Please allow me to introduce myself briefly: I'm Wietse Venema from
IBM Research, also known as the creator of the open source Postfix
mail system, co-author of the Coroner's toolkit and SATAN, and the
original author of TCP Wrapper. That doesn't mean everything I touch
becomes gold; if it did then I'd be a very rich man now :-)

This is a proposal to add basic Perl/Ruby like tainting support to
PHP: an option that is turned off by default, and that programmers
may turn on at runtime to alert them when they make the common
mistake of using uncleansed input with include, echo, system, open,
etc.  This would work with unmodified third-party extensions.

Taint support is first of all an education tool. When an alert is
raised that data needs cleansing, the programmer needs to make a
conscious decision. It's their job to choose the right method.  I'll
discuss below why I think PHP shouldn't make the decision for them.

Taint support is not a sandbox; a malicious PHP script can still
open a pipe to a shell process and feed uncleansed commands to it.
Taint support can be an ingredient to build a sandbox, but that
involves lots more. See for example the Ruby reference at the end.

Of course when overhead is low enough, people might want to turn
on taint checks in production, to implement a multi-layer defense.
Wise people know that no single layer provides perfect protection.
People already do this with other scripting languages.

Last month I did a proof of concept implementation to raise an alert
when raw network data is passed to a few PHP primitives (echo/print,
system/exec, eval/include, open stream, and manipulate file/directory).

If this proposal survives review, then I could spend a chunk of
time in 2007 working out more details and doing a full production
quality implementation.

Before I discuss my taint proposal details I first want to explain
why I see problems with other approaches.

Why not have PHP automatically detect and cleanse malicious data?
=================================================================

In preparation for this I studied several years worth of literature
about making PHP etc. applications "secure" (see references at the
end).  I found that many researchers have worked on systems that
try to secure PHP etc. applications without changing PHP script
source code.

These systems explicitly permit the use of uncleansed data in
html/shell/sql commands. When an html/shell/sql request contains
"forbidden" characters in certain positions, these systems either
"neuter" the request before execution, or they abort the request.
In the normal case where requests contain benign inputs only, no-one
will ever notice that these protections exist, except perhaps by
their lack of responsiveness.

I see many problems with systems that do automatic data cleansing.
The main problems are not technical but psychological:

- Education: automatic cleansing systems don't make programmers
  aware that network data is inherently untrustworthy. Instead,
  they teach the exact opposite: don't worry about data hygiene.
  This of course means they will get bitten elsewhere anyway.

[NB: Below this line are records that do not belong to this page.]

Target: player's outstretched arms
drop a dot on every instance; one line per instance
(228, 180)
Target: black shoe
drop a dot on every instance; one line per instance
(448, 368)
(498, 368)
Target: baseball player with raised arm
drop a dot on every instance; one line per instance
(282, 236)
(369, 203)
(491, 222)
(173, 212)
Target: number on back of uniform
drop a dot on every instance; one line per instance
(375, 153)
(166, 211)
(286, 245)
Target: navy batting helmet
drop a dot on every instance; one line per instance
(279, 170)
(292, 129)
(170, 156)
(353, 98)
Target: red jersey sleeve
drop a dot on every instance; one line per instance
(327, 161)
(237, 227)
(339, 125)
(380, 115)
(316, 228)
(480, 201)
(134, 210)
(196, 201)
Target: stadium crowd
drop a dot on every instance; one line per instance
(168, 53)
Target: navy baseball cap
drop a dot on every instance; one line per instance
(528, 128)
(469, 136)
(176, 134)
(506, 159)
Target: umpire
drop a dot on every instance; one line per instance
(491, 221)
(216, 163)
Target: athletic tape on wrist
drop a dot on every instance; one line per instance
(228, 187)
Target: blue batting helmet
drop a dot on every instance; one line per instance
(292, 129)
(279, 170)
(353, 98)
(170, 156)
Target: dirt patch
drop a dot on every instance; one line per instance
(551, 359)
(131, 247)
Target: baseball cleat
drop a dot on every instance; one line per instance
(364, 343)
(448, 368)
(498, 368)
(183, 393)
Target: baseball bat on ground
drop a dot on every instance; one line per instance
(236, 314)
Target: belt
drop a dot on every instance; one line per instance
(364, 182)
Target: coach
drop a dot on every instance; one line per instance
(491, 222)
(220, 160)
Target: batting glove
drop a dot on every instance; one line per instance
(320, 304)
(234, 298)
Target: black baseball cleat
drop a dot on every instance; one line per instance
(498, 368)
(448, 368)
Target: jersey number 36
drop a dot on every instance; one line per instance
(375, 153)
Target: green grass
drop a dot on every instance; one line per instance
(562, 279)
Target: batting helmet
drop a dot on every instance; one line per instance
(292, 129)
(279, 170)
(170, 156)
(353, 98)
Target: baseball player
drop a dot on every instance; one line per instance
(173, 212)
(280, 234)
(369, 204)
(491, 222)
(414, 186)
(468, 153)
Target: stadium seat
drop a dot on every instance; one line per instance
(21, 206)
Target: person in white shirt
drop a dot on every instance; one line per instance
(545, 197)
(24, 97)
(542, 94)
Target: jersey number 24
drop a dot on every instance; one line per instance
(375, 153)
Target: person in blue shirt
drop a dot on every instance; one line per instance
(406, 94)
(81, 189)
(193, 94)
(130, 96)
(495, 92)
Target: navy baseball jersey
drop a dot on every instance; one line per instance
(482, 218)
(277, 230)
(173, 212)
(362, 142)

- Expectation: automatic cleansing systems have to be perfect. If
  the safety net catches some but not all cross-site scripting or
  SQL injection attacks, then the system has a security hole and
  people lose confidence. This gives security a bad reputation.

These two problems are inherent to all solutions that automatically
fix security problems for the programmer. They encourage programmers
to write sloppy code. I want to help them write better code instead.

But wait, there is more :-) There are technical problems, too:

- Overhead: as strings are sliced, diced, and tossed around, the
  automatic cleansing safety net has to keep track of exactly which
  characters in a substring are derived from untrusted input, and
  which characters are not, so that the safety net can later recognize
  malicious content in the middle of html/shell/sql/etc.  commands.

- More overhead: special-purpose code is needed in all functions
  and all primitives that execute html/shell/sql/etc.  commands.
  This code is needed because each context has a different definition
  of what is "malicious" content in the middle of a request.

- Collateral damage: providers of PHP extensions need to implement
  their own special-purpose code to detect or neuter untrusted
  substrings in inputs, or to mark untrusted substrings in return
  values, otherwise the safety net is incomplete, and the PHP
  extension introduces a security hole.

Compared to this, the run-time overhead of maintaining and testing
taint bits in PHP is miniscule, if my experiences with the prototype
are meaningful.

A first look at PHP taint support
=================================

The general idea is to mark certain external inputs as tainted (ex:
network, file), and to disallow the use of tainted data with certain
operations that change PHP's own state (ex: include, eval), or that
access or modify external state (ex: create/open/remove file; connect
to server; generate HTML; execute shell command; execute database
command).

The exact definitions of what inputs are tainted and what operations
are sensitive will need to be made more precise later (lots of
opportunity for splitting fine hairs).  For now I want to focus on
the general mechanism.

The following is a high-level view of what would happen when taint
checking is turned on at run-time:

- Each ZVAL is marked tainted or not tainted (i.e.  we don't taint
  individual characters within substrings). Black and white is all.
  In some future, someone may want to explore the possibility of
  more than two shades. But not now.

- Primitives and functions such as echo, eval, or mysql_query are
  not allowed to receive tainted input. When this happens the script
  terminates with a run-time error.  It is a bad idea for software
  to continue after a security violation.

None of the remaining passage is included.